If he wasn’t saying to send somebody else, why did He get angry?  If the somebody else wasn’t Aaron, then why is he mentioned?  I’m going to try to answer that with my present light.  I’ve got to say this, you might see it a little differently than I do.  I think the facts, as I will present them, illustrate what I’m trying to say; the principle.  But even if they don’t, and there’s a possibility that I’m wrong, the principles stand.  I think this illustrates this, but if you don’t like the illustration, then drop that, but don’t drop the principle.  The principle is true through the balance of scripture.  I believe the story of God’s commission to Moses at the end of the burning bush, Moses is finally submitting, and God is looking back over the whole time he was at the burning bush.  He’s recalling everything, and Moses is an unbelieving believer, and that’s why God is angry.  Moses was parleying with the Lord, and arguing with the Lord.  God said, “They’re going to listen,” but he said, “But what if they don’t?”  In other words, “You might be wrong, Lord.”  Moses refused to believe God unless he had miracles to see it.  We looked at that last time.  Even though God had promised His presence, verse 12, “I’ll be with your mouth, and I’ll teach you what you are to say.”  I think God was angry because Moses didn’t believe God at the beginning, right from the start.  He brought in human reasoning, and he expressed his doubts, and he argued with the Lord, and he even held some of the things God said in high suspicion.

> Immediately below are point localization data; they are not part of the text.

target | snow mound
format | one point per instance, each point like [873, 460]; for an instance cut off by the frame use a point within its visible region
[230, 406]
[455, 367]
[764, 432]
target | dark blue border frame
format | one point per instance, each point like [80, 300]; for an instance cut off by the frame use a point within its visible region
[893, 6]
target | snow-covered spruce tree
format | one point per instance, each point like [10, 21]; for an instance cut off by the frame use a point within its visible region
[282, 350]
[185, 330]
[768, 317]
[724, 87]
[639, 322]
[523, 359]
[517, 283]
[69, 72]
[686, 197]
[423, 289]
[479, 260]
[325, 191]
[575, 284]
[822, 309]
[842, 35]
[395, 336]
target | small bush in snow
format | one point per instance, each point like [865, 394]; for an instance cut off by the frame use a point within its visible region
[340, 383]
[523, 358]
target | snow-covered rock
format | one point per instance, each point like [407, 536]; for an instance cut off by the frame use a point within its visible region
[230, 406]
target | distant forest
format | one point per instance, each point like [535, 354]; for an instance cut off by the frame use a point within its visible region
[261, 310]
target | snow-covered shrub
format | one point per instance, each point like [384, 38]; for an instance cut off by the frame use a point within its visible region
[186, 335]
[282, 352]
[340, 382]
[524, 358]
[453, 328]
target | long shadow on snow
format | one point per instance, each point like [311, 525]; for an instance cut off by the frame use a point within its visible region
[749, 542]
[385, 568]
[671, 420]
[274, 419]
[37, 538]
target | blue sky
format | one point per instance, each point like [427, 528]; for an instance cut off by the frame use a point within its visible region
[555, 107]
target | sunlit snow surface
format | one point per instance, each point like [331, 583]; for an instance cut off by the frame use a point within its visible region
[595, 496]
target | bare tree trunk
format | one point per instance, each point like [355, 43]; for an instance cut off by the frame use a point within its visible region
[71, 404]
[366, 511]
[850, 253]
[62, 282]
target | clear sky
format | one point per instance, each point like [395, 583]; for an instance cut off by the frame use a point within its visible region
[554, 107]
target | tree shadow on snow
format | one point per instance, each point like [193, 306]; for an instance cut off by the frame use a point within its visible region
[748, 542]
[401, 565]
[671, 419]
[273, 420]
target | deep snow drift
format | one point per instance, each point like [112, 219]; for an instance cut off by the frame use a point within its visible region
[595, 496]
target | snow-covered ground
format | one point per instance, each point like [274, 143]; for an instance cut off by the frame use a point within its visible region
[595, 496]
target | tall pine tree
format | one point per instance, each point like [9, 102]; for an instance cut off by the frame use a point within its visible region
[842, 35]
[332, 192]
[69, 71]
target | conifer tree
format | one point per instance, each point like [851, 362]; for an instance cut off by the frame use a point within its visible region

In this connection I want to say something about, “God was angry,” and as we go down we’ll touch it a little bit today, and more next week, to verse 24, “It came about at the lodging place on the way the Lord met him and sought to put him to death.”  Moses is about to get killed by the Lord.  There’s such a thing as “judicial anger” in the Bible.  That’s the anger of a judge, and there is such a thing as parental anger, and that’s the anger of a loving father.  I hope you know as a Christian no matter what you do, and I’m not giving you an excuse to go out and sin, God will never punish a Christian.  It’s not possible.  Why?  It’s because He’s already punished you for your sin in the Person of Jesus Christ your substitute.  If He punished you again He would be collecting for the same debt two times.  He will not do that.  He’s just.  But will He chasten you as a father?  Indeed He will!  Will He discipline you as a father?  Indeed He will!  When God deals with a Christian, it’s always redemptive, and it’s always about teaching, and it’s always about correction.  A parent doesn’t punish a child because he paints on the wall or breaks a window.  A parent deals with a child, so he won’t paint on future walls and break future windows.  There’s always that element of teaching. 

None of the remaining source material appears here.